Documentation

Everything you need to integrate Soto in under five minutes.

Authentication

Every API call needs a bearer API key in the Authorization header. Create keys in API Keys. Keys are shown once — save them somewhere safe.

POST /v1/embed

Returns a pooled embedding per input string (mean + max + std of chunk summaries → 576 dims).
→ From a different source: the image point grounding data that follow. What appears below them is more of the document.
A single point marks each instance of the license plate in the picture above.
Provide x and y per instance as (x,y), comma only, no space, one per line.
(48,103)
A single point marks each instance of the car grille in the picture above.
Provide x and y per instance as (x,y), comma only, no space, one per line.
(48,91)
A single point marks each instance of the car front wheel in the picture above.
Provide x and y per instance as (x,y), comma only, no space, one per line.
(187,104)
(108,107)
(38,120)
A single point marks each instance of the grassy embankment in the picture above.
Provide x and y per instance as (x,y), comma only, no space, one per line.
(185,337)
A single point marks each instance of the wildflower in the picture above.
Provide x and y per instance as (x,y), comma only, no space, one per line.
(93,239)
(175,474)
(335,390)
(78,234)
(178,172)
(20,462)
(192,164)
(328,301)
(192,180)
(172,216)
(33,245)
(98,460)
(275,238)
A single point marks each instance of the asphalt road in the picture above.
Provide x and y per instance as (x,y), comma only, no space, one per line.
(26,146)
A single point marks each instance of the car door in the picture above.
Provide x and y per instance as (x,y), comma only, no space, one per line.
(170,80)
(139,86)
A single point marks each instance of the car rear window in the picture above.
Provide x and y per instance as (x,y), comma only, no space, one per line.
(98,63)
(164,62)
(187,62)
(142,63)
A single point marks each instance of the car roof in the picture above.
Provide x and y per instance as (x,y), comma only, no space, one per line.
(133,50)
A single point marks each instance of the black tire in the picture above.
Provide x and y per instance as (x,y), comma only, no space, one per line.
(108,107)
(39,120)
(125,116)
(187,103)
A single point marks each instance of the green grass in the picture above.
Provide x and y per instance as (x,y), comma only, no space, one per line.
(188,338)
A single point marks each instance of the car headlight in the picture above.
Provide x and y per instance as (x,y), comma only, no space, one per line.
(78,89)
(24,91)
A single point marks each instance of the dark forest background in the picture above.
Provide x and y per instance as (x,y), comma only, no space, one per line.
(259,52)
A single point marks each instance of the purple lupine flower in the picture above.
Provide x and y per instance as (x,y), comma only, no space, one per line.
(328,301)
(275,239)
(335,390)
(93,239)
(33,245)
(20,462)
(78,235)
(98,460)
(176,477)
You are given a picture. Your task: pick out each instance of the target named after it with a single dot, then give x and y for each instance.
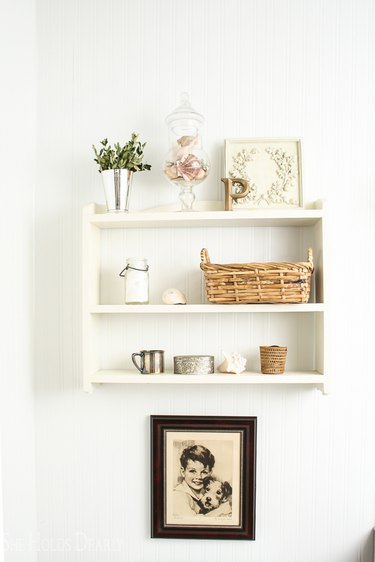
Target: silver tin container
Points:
(193, 364)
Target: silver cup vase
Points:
(117, 188)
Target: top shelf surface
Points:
(159, 218)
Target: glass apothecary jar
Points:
(187, 164)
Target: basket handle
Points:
(205, 258)
(310, 258)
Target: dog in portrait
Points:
(215, 493)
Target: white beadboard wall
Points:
(17, 184)
(254, 68)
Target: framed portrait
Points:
(203, 472)
(272, 169)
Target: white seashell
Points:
(173, 296)
(233, 363)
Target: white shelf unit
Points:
(112, 331)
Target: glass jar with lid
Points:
(136, 281)
(187, 164)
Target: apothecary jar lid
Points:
(184, 113)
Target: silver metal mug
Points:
(151, 361)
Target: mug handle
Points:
(142, 356)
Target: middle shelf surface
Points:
(202, 308)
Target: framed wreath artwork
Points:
(203, 477)
(272, 169)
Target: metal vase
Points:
(117, 188)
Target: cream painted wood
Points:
(112, 331)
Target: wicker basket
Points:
(272, 359)
(244, 283)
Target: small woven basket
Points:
(272, 359)
(245, 283)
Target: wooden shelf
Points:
(291, 217)
(129, 377)
(303, 324)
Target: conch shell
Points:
(173, 296)
(233, 363)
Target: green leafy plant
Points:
(127, 157)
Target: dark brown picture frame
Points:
(169, 434)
Up to 64 strings per request, up to 8,192 chars each.

curl

curl https://api.soto.dev/v1/embed \
  -H "Authorization: Bearer $SOTO_API_KEY" \
  -H "Content-Type: application/json" \
  -d '{"text": "transfer 500 to my savings account"}'

Python

import requests, os

r = requests.post(
    "https://api.soto.dev/v1/embed",
    headers={"Authorization": f"Bearer {os.environ['SOTO_API_KEY']}"},
    json={"text": ["hello world", "another doc"]},
)
print(r.json())  # {"embeddings": [[...], [...]], "dim": 576, "model": "soto-v8"}

POST /v1/classify

Top-k intent classification. Currently supports the banking77 task (77-class banking intent). More tasks coming — LoRA adapters let us add new domains without retraining the encoder.

curl

curl https://api.soto.dev/v1/classify \
  -H "Authorization: Bearer $SOTO_API_KEY" \
  -H "Content-Type: application/json" \
  -d '{"text": "transfer 500 to my savings account", "top_k": 3}'

JavaScript

const r = await fetch("https://api.soto.dev/v1/classify", {
  method: "POST",
  headers: {
    "Authorization": `Bearer ${process.env.SOTO_API_KEY}`,
    "Content-Type": "application/json",
  },
  body: JSON.stringify({ text: "my card was declined", top_k: 3 }),
});
const { results } = await r.json();
// [{label: "card_declined", score: 0.89}, ...]

GET /v1/usage

Current month's inference count and tier limit. Use this to show users their usage or stop calls before you hit your quota.

curl -H "Authorization: Bearer $SOTO_API_KEY" https://api.soto.dev/v1/usage
# {"tier":"free","month_used":238,"month_limit":10000,"remaining":9762}

Rate limits & errors

StatusMeaning
401Missing or revoked API key
400Invalid body — see details field
429Monthly quota exceeded — upgrade or wait for reset
502Inference backend unavailable — retry with backoff